Le CN confirme qu'il exige désormais que les entrepreneurs effectuent des essais manuels des rails aux endroits où les sondes de roues n'entrent pas en contact avec le rail aux passages à niveau.

Au sein du Chemin de fer Canadien Pacifique, on ne favorise pas l'utilisation de l'équipement ultrasonique portatif pour les essais manuels comme solution de rechange aux voitures de contrôle à cause du temps requis pour faire de tels essais (15 minutes environ) et du danger que représente pour les personnes l'essai manuel des rails aux passages à niveau. On a abandonné l'usage de calibres acoustiques portatifs pour faire les essais des rails aux passages à niveau parce que ces essais étaient moins efficaces que ceux effectués par les voitures de contrôle. En outre, la qualité des essais effectués par les appareils actuels dépend exclusivement de la vigilance de l'opérateur puisque les sondes manuelles ne fournissent pas d'enregistrement des inspections pour évaluation subséquente.

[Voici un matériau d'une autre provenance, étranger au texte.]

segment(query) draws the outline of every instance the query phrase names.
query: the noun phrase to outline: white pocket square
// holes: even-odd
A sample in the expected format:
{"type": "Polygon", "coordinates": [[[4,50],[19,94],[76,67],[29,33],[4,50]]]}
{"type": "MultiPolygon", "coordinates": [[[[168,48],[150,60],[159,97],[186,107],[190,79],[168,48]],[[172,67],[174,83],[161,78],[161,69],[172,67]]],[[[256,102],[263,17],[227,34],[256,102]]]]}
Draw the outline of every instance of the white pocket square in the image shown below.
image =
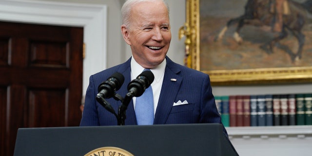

Transports Canada a passé en revue les procédures d'essais des rails et évalué les programmes d'inspection des compagnies ferroviaires. Les compagnies ferroviaires de réglementation fédérale remettent des rapports récapitulatifs sur les défaillances de rail à Transports Canada, et ces rapports sont considérés comme étant adéquats aux fins de contrôle de la sécurité.

Transports Canada est en train de revoir l'efficacité des différentes méthodes d'essais électroniques des rails à relever les défaillances de rails aux passages à niveau et a l'intention de prendre des mesures correctives s'il s'avère que les techniques d'essais en question sont inadéquates.

Essais et recherche

Des morceaux du rail nord rompu ont été envoyés à Montréal (Québec), au laboratoire de CANAC International Inc. - Technologies ferroviaires pour être analysés. On a pu déterminer à la suite des analyses que le rail s'est rompu en raison d'une fissure verticale du champignon qui s'est propagée à l'intérieur du champignon jusqu'à la jonction entre le champignon et l'âme. La fissure a ensuite changé de direction et s'est propagée longitudinalement le long de la jonction. La fissure verticale du champignon s'est amorcée dans une zone d'inclusions linéaires non métalliques qui étaient présentes dans le rail depuis sa fabrication. L'analyse a aussi révélé que l'usure verticale du champignon mesurait 5 mm. Au CN, la limite critique d'usure des champignons de rail pour les rails de 100 livres est de 7 mm.

Wagons citernes de catégorie 112J

Les wagons-citernes DCTX 34255 et CGTX 63723 ont été lourdement endommagés au cours du déraillement et présentaient tous deux des fuites de butane. Les deux wagons ont été construits suivant la spécification DOT 112J340W. Le wagon DCTX 34255, sur lequel on a découvert la première fuite, avait une fente minuscule entre la traverse pivot et le bout «B» du wagon. Le wagon CGTX 63723 a été vérifié immédiatement après le déraillement pour voir s'il ne fuyait pas et aucune fuite n'a été constatée. Ce wagon a été l'un des derniers à être récupéré et il est resté immobilisé sur le lieu du déraillement pendant plusieurs jours. Avant de le récupérer, on l'a encore une fois vérifié et cette fois on a découvert une fuite. Après avoir purgé la citerne, on a enlevé l'enveloppe de la citerne et découvert une série de fissures en étoile au fond de la paroi de la citerne au milieu du wagon. La partie fissurée a été retirée et envoyée au Laboratoire technique du BST pour être analysée.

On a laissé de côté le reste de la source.